Packet forwarding behaviour when the destination MAC address is not known
A multicast tunnel is used between all VTEPs belonging to the same IP multicast group, when a MAC address we want to reach is unknown. In other words, the VXLAN flow reaches all VTEPs that joined the IP multicast group that is assigned to the VNID value.

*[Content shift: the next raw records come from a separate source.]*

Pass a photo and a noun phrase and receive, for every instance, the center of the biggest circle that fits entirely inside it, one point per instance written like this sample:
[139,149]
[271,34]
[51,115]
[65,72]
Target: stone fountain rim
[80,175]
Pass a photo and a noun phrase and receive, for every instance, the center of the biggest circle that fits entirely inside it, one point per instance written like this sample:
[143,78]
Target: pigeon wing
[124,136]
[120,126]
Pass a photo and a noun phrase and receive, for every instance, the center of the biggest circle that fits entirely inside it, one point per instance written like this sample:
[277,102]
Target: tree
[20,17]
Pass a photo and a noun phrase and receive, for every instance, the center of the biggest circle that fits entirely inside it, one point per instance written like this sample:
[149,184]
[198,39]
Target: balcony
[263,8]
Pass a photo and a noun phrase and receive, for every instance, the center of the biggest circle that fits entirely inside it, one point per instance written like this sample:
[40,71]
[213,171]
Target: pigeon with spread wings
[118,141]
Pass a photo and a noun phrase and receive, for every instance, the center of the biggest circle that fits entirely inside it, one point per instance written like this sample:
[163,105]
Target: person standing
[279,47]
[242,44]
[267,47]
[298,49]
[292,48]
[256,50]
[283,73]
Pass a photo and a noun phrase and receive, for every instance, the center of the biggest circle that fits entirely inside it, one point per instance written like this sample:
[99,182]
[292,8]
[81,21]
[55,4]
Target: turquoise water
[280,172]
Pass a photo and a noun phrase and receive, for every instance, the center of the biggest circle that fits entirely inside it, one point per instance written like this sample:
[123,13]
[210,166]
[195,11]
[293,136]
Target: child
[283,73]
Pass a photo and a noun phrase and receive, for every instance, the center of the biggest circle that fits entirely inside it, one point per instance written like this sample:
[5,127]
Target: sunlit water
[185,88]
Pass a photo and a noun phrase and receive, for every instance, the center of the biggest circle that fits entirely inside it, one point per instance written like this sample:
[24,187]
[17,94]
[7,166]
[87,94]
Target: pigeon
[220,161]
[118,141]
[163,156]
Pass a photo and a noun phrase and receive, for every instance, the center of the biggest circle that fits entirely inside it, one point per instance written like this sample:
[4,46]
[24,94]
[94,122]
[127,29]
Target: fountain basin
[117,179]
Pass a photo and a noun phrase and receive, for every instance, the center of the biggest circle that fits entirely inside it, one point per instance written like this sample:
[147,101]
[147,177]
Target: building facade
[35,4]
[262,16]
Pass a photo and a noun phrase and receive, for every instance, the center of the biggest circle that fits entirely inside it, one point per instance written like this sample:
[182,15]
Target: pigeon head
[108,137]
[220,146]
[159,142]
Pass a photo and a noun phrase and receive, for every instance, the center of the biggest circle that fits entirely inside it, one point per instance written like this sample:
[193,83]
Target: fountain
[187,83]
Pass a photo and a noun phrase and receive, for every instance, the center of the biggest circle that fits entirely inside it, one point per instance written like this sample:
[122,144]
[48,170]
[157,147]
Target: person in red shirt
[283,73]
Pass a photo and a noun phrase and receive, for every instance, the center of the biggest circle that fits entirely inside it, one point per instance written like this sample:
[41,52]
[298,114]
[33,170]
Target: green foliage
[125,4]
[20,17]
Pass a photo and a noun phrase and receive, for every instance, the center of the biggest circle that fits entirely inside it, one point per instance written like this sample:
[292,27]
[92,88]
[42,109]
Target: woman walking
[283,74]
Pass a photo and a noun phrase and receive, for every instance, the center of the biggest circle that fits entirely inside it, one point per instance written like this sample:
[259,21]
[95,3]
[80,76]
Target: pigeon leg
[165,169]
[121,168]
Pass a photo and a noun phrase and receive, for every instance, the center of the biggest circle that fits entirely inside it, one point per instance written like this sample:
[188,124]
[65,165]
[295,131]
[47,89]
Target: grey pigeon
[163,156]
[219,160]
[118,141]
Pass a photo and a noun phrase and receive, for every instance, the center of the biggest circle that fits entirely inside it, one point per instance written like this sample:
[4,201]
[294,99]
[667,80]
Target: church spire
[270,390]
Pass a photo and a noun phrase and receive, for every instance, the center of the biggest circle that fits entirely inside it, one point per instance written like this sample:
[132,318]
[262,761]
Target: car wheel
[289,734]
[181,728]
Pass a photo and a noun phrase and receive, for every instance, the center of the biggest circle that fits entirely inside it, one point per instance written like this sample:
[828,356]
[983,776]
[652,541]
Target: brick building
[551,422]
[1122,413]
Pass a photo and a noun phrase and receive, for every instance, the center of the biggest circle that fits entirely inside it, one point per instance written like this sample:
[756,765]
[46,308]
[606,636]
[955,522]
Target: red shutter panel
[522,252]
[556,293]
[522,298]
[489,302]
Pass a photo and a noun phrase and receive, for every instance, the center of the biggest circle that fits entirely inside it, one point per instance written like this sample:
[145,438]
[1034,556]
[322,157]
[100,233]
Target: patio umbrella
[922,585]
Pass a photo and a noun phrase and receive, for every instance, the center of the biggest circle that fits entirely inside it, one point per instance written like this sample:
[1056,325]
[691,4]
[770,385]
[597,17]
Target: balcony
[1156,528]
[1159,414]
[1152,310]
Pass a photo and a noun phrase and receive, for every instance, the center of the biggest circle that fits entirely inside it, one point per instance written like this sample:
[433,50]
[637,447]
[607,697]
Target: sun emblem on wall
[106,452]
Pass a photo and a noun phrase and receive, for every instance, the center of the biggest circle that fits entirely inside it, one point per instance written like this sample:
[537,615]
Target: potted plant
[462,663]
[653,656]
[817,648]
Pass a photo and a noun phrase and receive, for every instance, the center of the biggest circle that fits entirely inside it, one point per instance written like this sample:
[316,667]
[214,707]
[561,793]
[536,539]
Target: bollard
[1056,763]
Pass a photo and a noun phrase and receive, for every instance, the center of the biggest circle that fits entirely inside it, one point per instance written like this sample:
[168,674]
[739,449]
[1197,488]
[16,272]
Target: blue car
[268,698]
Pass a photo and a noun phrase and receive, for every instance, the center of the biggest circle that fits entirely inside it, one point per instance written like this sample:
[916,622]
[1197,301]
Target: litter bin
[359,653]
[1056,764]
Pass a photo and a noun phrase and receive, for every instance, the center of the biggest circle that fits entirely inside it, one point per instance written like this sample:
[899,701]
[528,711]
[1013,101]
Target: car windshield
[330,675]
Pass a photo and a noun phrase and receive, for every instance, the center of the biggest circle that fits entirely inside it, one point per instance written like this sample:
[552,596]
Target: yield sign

We know that nodes that joined an IP multicast group all receive the multicast-forwarded packets. However, we note here that not all of them will process the received packet. In fact they process it only when the observed VNID is equal to the VNID of their local VXLAN segment.
VXLAN and ECMP
Since VXLAN leverages the underlay network, it can benefit from Equal Cost Multi Path routing mechanism. ECMP offers also link load-sharing technique. these benefits means that we have IP path choice where multiple network paths are going to be used for traffic forwarding. This whole thing is not available with VLANs, where we run the spanning-tree protocol and focus on the added features from its different versions like RSTP or MST.
VXLAN on Nexus 9k in ACI mode
VXLAN in the Cisco ACI fabric is different from the VXLAN implementation with NX-OS software.
- In ACI, VXLAN works in IRB mode.
- At the ingress leaf, usually the endpoint generates traffic that is encapsulated in VLANs (some endpoints support VXLAN and NVGRE too!). The ACI fabric leaf:
- encapsulates the ingress frame in a Cisco VXLAN packet that contains both UDP and VXLAN headers. The VXLAN header includes the right VNI (there is a VNI-to-VLAN mapping on each fabric leaf).
- encapsulates the VXLAN packet into an IP packet
- routes the packet to the destination VTEP using the IS-IS underlay network.
- At the leaf egress, the packet is decapsulated from the Cisco VXLAN header and encapsulated into a VLAN frame (or whichever the encapsulation at the endpoint is).